Flux tower measurements from two sites approximately 300 meters apart in Mid-Canterbury, New Zealand, processed using standard micrometeorological methods. The final gap-filled product contains Net Ecosystem Exchange partitioned into Gross Primary Productivity and Ecosystem Respiration, produced using the ONEFlux software as part of the FLUXNET Shuttle project. The site, at 204 meters elevation, receives around 900 mm of annual rainfall and has a mean temperature of 10.9°C.
Use Cases
- Modeling Net Ecosystem Exchange (NEE) dynamics in dairy pastures based on gap-filled flux data.
- Partitioning ecosystem respiration from gross primary productivity for carbon budget studies based on the described ONEFlux processing.
- Comparing greenhouse gas fluxes between irrigated and non-irrigated paddocks based on the two-tower experimental setup.

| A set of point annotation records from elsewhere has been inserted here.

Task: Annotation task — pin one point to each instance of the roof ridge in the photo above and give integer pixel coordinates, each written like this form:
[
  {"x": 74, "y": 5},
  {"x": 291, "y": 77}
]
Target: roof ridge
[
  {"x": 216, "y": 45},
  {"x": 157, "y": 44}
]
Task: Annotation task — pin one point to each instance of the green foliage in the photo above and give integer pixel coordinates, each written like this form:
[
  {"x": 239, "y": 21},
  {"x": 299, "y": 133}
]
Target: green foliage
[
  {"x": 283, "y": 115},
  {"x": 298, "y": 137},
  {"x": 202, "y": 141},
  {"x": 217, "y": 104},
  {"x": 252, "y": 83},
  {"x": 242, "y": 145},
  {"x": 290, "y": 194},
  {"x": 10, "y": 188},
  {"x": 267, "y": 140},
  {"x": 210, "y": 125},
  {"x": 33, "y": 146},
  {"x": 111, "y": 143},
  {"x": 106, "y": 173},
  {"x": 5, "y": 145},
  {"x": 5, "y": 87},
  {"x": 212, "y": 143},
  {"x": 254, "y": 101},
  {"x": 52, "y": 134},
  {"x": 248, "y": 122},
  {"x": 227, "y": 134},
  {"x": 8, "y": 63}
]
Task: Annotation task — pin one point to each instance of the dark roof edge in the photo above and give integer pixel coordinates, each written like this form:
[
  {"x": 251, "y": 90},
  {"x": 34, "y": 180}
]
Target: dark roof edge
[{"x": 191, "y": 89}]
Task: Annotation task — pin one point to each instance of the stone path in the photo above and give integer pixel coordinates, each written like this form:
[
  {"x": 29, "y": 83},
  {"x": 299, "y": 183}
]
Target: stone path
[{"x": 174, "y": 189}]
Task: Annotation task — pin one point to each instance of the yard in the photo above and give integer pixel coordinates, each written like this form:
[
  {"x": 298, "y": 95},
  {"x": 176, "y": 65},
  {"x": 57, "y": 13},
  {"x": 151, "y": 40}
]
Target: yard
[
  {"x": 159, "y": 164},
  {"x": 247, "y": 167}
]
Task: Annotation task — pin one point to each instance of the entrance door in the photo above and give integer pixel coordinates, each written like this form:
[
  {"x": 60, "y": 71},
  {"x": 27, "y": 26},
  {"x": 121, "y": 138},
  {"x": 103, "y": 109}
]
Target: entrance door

- Analyzing the impact of land-use change from deer to dairy farming on local micrometeorology based on the site history.
Strengths
- Data processed using standard micrometeorological quality control and the established ONEFlux software as described in Pastorello et al. (2020).
- Includes a final gap-filled product, which is crucial for continuous time-series analysis.
- Comparative data from two towers monitoring irrigated and non-irrigated paddocks approximately 300 meters apart.
Limitations
- Column-level documentation is absent; field semantics must be inferred after download.
- Row count and dataset scale are unknown, which may limit suitability assessment.
Provenance
- Source
- Terrestrial Ecosystem Research Network's Data Discovery via data_gov_au.
- Collection Method
- Data gathered using eddy covariance techniques from flux towers and processed with standard micrometeorological methods.
- Time Range
- null
- Freshness
- Last updated 2026-04-13 14:13:25.142869; freshness should be verified.
- Geography
- Beacon Farm site in Mid-Canterbury, New Zealand (204 m elevation).